It was a messy summer. He left us without a vehicle for the fourth of July, so I had to rent one to get from place to place, and without my knowing, he had given our grill to a friend, so the backyard grilling I had planned for The Boy and I was almost derailed. But my mom suggested one of those “disposable”-type grills, and we were able to have our hotdogs and s’mores and watch the fireworks on our driveway. And we were OK.
I had waited so long at first because I had been raised Catholic – ’nuff said. And then I waited some more because I didn’t want to end up sharing The Boy. And then I waited some more because I wasn’t sure I could do it – be a single full-time parent to a child with special needs.
And then I realized I was already doing it all by myself. I didn’t have to share The Boy, and probably wouldn’t (I knew his dad would fail to keep his side of the parenting agreement). And frankly, religion had left me out in the cold with regards to my son and his needs. I knew he needed consistency. I knew he needed to not be yelled at, and not be spanked. I knew after the failed counseling that none of this would change, and even though I was scared to do it alone, our trip down south reminded me that it could be better.
The ex moved out at the end of the summer. We were arguing about who was going to pay what bills (I got stuck with piles of bills that had been left unpaid for years, he got stuck with an extra vehicle in his name). I attempted to buy a car and almost couldn’t because of the state in which he had left my credit. His mother attempted to sue me for money she had given us for my graduate school. It was a messy, horrible time.
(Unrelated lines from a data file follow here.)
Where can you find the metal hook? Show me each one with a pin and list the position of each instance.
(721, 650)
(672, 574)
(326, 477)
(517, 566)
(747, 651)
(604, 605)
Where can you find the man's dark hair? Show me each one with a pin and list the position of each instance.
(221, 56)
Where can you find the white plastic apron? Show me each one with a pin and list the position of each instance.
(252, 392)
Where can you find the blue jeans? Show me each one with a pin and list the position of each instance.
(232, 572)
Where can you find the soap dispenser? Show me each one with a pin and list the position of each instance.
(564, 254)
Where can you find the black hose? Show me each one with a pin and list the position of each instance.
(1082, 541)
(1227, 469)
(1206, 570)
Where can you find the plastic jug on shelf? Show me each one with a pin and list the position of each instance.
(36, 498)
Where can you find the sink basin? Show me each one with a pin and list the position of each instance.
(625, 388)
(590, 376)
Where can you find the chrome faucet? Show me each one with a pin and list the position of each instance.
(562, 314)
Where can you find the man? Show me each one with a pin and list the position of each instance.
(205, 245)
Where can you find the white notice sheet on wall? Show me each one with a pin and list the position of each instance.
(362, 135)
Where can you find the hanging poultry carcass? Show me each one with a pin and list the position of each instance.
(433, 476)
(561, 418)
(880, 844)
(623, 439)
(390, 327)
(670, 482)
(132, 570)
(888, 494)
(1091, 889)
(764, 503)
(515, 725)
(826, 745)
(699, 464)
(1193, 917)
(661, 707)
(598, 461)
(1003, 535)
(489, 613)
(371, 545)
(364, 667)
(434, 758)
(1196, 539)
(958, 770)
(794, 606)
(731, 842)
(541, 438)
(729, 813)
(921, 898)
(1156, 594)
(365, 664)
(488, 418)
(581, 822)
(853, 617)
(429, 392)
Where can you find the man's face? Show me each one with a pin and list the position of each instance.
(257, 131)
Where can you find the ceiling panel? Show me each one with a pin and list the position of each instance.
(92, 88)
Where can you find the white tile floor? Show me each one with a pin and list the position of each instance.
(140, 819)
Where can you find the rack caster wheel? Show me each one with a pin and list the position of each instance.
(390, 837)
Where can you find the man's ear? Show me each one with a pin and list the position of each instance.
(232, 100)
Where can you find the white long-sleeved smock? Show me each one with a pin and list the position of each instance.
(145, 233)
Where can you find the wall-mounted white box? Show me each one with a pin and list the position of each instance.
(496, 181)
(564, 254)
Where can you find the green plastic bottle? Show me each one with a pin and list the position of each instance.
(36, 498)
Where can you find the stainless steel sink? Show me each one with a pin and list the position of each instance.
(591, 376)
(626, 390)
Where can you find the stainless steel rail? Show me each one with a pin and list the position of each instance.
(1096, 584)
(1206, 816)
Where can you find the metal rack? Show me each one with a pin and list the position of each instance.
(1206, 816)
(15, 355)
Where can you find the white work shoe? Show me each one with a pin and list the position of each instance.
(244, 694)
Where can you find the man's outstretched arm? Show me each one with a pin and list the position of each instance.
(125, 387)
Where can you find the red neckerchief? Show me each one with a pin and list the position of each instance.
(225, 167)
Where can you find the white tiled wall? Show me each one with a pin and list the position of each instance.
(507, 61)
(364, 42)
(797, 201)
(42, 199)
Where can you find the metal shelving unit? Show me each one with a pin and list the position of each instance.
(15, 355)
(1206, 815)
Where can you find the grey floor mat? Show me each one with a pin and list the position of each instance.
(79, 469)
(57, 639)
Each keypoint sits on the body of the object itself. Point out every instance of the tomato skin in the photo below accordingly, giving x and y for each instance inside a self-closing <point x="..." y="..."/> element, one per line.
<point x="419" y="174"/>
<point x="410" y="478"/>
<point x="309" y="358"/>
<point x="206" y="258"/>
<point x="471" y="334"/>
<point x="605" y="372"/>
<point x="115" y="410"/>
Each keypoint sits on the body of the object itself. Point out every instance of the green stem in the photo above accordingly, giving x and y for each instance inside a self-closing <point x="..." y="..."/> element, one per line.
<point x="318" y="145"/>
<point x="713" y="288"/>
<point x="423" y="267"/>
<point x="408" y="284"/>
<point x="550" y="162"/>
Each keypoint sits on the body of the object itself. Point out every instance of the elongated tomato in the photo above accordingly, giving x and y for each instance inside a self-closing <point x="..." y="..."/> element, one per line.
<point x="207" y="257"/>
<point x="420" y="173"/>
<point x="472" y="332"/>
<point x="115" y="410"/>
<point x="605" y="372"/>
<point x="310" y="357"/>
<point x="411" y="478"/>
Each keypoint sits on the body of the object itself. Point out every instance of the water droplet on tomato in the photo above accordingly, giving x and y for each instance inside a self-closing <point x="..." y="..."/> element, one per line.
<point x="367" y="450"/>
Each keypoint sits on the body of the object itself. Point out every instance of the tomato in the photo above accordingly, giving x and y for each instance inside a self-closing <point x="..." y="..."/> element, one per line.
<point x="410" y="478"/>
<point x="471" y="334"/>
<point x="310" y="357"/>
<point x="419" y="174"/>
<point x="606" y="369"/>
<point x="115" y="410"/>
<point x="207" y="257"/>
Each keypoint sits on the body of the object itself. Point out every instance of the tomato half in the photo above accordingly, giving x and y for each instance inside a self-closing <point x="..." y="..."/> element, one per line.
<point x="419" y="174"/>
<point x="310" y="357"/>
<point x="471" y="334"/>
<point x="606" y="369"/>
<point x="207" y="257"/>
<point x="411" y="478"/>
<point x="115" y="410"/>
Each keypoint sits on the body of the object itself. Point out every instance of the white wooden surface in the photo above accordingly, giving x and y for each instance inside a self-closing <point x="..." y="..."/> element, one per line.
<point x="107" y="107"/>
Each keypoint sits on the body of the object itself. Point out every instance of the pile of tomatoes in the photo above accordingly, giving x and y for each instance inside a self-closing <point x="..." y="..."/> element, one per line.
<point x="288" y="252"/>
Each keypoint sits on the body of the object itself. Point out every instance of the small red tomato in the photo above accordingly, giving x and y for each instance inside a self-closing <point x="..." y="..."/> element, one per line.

And then he moved out of the state. And then he defaulted on the divorce papers. And then after four months, we were divorced – the judge waived the normal six month waiting period due to the fact that the ex hadn’t paid any support, and had already moved out of the state. And I had full legal and physical custody of The Boy.
Financially and emotionally, it was a difficult time. But I always knew I had made the right decision. And it just kept getting better and better. Yes, I still have to deal with the ex’s antics from time to time, but as my attorney recently pointed out to me, I can do whatever I want. And it is so much better at this end of the tunnel.